Chinmay007 wrote:

Bas wrote:


Also, the backup system uses single instance storage, meaning that identical clusters on many pc's are stored only once on the server. In other words, a backup of 5 Windows XP directories will take up the space of 1 Windows XP directory.

Also, the disk mirroring does not require the same type of disk. They can be a mix of IDE, SATA, and USB, and of various sizes.

Oh, and it has Windows Media Connect.



That sounds really cool. But if you have a system which has a proper package manager, you just backup your manifest file or package database and restore from scratch. Debian .manifest files are typically several kilobytes per computer. I guess you couldn't do that with Windows XP/Vista clients though. Cool stuff though, I doubt you can do anything similar to the intellegent backuping with FreeNAS. Does WHS support shadow copies for the file sharing?


Interesting. But does the .manifest restore also restore user's settings and files, or do you need to back those up separately?

WHS supports shadow copies, yeah.

Chinmay007 wrote:

dahat wrote:


WHS goes beyond that... WHS does complete PC backups of every single hard drive, every single file, every single setting. Install something you shouldn't on your PC today? Restore to the state from yesterday, last thursday, or 3 months ago.

Think of it like making a Ghost image of your entire system daily... and being a heck of a lot more efficient at disk usage because with WHS after your first full backup, you are just saving the diffs.
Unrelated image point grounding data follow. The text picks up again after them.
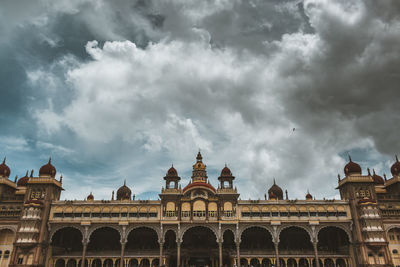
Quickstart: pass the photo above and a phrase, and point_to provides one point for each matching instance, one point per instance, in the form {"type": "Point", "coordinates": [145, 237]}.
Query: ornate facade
{"type": "Point", "coordinates": [200, 224]}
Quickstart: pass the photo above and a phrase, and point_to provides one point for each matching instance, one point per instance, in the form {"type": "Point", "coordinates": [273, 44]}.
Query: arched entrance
{"type": "Point", "coordinates": [142, 240]}
{"type": "Point", "coordinates": [256, 240]}
{"type": "Point", "coordinates": [104, 240]}
{"type": "Point", "coordinates": [295, 241]}
{"type": "Point", "coordinates": [170, 248]}
{"type": "Point", "coordinates": [228, 248]}
{"type": "Point", "coordinates": [291, 263]}
{"type": "Point", "coordinates": [199, 246]}
{"type": "Point", "coordinates": [6, 245]}
{"type": "Point", "coordinates": [67, 242]}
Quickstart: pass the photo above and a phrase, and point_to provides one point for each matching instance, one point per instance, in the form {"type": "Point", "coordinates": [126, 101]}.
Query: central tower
{"type": "Point", "coordinates": [199, 173]}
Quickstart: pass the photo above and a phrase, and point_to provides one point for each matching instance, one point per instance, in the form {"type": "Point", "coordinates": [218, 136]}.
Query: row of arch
{"type": "Point", "coordinates": [292, 240]}
{"type": "Point", "coordinates": [275, 233]}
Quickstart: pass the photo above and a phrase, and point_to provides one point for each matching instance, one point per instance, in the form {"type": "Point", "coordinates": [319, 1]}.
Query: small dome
{"type": "Point", "coordinates": [23, 181]}
{"type": "Point", "coordinates": [395, 169]}
{"type": "Point", "coordinates": [172, 171]}
{"type": "Point", "coordinates": [377, 179]}
{"type": "Point", "coordinates": [124, 193]}
{"type": "Point", "coordinates": [47, 170]}
{"type": "Point", "coordinates": [4, 169]}
{"type": "Point", "coordinates": [352, 168]}
{"type": "Point", "coordinates": [90, 196]}
{"type": "Point", "coordinates": [276, 190]}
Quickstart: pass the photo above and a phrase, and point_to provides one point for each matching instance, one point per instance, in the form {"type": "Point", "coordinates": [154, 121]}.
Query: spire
{"type": "Point", "coordinates": [199, 157]}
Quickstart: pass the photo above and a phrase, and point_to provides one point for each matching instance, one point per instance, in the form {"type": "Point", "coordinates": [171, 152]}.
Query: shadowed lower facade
{"type": "Point", "coordinates": [200, 224]}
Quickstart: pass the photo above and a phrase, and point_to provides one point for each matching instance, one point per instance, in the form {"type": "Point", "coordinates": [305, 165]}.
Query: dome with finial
{"type": "Point", "coordinates": [47, 170]}
{"type": "Point", "coordinates": [276, 191]}
{"type": "Point", "coordinates": [124, 193]}
{"type": "Point", "coordinates": [172, 171]}
{"type": "Point", "coordinates": [226, 172]}
{"type": "Point", "coordinates": [308, 196]}
{"type": "Point", "coordinates": [395, 169]}
{"type": "Point", "coordinates": [4, 169]}
{"type": "Point", "coordinates": [90, 196]}
{"type": "Point", "coordinates": [23, 181]}
{"type": "Point", "coordinates": [352, 168]}
{"type": "Point", "coordinates": [377, 179]}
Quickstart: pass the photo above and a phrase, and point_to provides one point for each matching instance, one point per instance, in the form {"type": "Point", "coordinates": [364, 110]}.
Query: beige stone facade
{"type": "Point", "coordinates": [199, 224]}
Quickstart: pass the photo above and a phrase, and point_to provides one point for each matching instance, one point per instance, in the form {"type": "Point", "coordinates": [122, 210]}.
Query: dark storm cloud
{"type": "Point", "coordinates": [231, 77]}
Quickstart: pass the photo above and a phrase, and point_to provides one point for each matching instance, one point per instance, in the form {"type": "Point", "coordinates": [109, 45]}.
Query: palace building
{"type": "Point", "coordinates": [199, 224]}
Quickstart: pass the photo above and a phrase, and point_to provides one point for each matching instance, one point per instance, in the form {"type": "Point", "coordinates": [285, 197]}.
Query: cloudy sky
{"type": "Point", "coordinates": [115, 90]}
I am not so fond of using images or image diffs for backup purposes. I understand they are mostly needed under Windows, but I rather just store the "metadata" of my systems, which on some operating systems is enough to bring it up to it's former condition. At least when stuff is owned by a specific package or module.


They're not actual images. They're collections of clusters.

Anyway, I'm not sure how your method works, but from the user's perspective, I'm not sure if it matters. The user just reboots with the recovery disk, selects the day to which he wants his computer restored, and is done. Wether it works with files, clusters, metadata, or magic goblins isn't a concern for the user.

As far as I can tell, both methods are, from a user's point of view, equally effective.